Other requirements for getting a mortgage

If you’re looking for a mortgage, there are certain things you need to have on your side:

  • A high credit score (700+)
  • A down payment of at least 5% of the home’s value. You can use gift funds or money saved up over time to make this initial payment, and many lenders will work with you if your situation is less than ideal.
  • Income that’s sufficient to cover all your monthly payments while leaving enough left over for other expenses such as utilities, food, transportation and unexpected expenses like car repairs or medical bills. Ideally you’d have 20% or more additional income left after paying these monthly expenses.If this sounds like a lot of work just to get approved for a loan—it is! It may seem easier just not bother with it at all but then again…what about those poor people who struggle every month just because they don’t own their own property? It’s not fair that some families living paycheck-to-paycheck should suffer more than others because some families do own their own homes while others do not! So what can we do about it?

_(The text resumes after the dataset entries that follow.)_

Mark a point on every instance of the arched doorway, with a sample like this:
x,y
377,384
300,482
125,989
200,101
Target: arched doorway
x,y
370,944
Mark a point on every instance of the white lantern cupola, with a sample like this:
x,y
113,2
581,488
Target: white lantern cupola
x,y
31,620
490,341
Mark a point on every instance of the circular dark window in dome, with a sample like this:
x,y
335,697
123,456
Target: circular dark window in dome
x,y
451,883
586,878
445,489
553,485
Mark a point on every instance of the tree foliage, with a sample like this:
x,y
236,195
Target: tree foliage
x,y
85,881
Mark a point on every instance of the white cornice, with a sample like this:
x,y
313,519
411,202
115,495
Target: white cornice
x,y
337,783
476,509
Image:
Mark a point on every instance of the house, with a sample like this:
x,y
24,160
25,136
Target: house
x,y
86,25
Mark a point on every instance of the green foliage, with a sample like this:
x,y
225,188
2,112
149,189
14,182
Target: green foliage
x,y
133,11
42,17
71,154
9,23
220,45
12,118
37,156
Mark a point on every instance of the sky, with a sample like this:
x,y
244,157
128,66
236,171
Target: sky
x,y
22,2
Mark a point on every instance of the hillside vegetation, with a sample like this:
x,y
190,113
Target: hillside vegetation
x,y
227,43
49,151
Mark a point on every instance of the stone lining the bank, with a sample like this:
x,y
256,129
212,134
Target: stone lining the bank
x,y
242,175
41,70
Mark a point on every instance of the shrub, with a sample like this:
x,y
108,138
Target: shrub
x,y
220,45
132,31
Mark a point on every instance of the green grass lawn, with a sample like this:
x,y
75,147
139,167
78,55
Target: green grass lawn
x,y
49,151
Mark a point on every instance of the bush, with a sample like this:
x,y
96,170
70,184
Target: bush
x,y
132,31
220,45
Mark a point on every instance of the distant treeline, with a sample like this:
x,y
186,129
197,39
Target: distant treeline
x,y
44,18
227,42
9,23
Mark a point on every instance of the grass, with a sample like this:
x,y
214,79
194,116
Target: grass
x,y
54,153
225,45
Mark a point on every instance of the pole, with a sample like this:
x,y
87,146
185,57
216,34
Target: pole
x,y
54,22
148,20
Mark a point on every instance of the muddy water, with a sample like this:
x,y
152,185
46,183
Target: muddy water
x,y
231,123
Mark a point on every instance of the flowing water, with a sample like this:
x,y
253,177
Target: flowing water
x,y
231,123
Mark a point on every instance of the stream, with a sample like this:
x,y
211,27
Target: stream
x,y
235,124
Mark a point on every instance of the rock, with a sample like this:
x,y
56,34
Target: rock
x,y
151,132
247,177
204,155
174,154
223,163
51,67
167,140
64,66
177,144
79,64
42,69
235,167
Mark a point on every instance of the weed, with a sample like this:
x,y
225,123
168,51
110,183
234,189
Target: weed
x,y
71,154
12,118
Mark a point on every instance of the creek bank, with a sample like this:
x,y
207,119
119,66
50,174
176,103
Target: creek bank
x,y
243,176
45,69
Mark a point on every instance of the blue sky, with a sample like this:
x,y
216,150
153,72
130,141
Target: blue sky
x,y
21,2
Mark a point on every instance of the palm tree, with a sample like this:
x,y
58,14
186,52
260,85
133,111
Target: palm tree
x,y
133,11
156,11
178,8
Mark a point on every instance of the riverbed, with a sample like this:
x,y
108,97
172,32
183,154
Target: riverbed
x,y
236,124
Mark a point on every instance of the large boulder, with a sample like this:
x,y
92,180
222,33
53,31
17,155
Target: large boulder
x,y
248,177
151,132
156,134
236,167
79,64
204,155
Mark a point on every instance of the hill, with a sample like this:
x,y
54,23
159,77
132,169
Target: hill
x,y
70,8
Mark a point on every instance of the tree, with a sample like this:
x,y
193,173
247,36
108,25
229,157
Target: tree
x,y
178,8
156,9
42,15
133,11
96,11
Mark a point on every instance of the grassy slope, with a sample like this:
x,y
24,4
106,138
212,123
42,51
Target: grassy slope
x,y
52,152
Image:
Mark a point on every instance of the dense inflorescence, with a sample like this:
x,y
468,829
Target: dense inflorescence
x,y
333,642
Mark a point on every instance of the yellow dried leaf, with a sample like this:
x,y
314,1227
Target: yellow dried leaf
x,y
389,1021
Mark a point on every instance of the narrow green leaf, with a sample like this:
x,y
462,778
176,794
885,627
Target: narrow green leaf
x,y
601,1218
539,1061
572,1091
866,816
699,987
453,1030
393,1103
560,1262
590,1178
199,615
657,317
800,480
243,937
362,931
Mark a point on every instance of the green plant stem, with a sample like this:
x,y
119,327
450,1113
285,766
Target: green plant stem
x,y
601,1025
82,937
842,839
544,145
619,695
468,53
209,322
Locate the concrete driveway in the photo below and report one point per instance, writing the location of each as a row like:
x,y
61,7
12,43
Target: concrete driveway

Getting Pre-Approved as a First Time Home Buyer

Before you start house hunting, it’s important to understand that the pre-approval process is not something you want to rush through. When you pre-qualify for a mortgage, lenders will look at your current income, employment history, credit score and debt-to-income ratio. If all of those items check out favorably with the lender in question (and they usually do), then they’ll give you a tentative yes on buying a home. However, getting approved for an actual loan only happens after an appraisal is done on the home itself and there are no major issues or concerns regarding your finances or credit score.

With this in mind, it’s important to get started early when looking into first time home buyer programs in your area—and don’t worry! There are plenty of ways around having to pay any money up front when beginning this process:

  • Some lenders offer free online applications that walk users through filling out basic information about their finances before sending them over directly to speak with someone at the bank over phone call or video chat session.* Other options include contacting local community centers where counselors might be able to help explain which loans best fit within one’s particular situation

Now that you know what a pre-approval is, and how to get one for yourself, it’s time to jump into the process! The first step is finding out how much you can afford by completing a mortgage calculator or talking with a loan officer who can give you an estimate. Next, gather all of your paperwork together so they can start processing your application. Finally, go through the underwriting process to ensure that everything checks out before closing on your home purchase!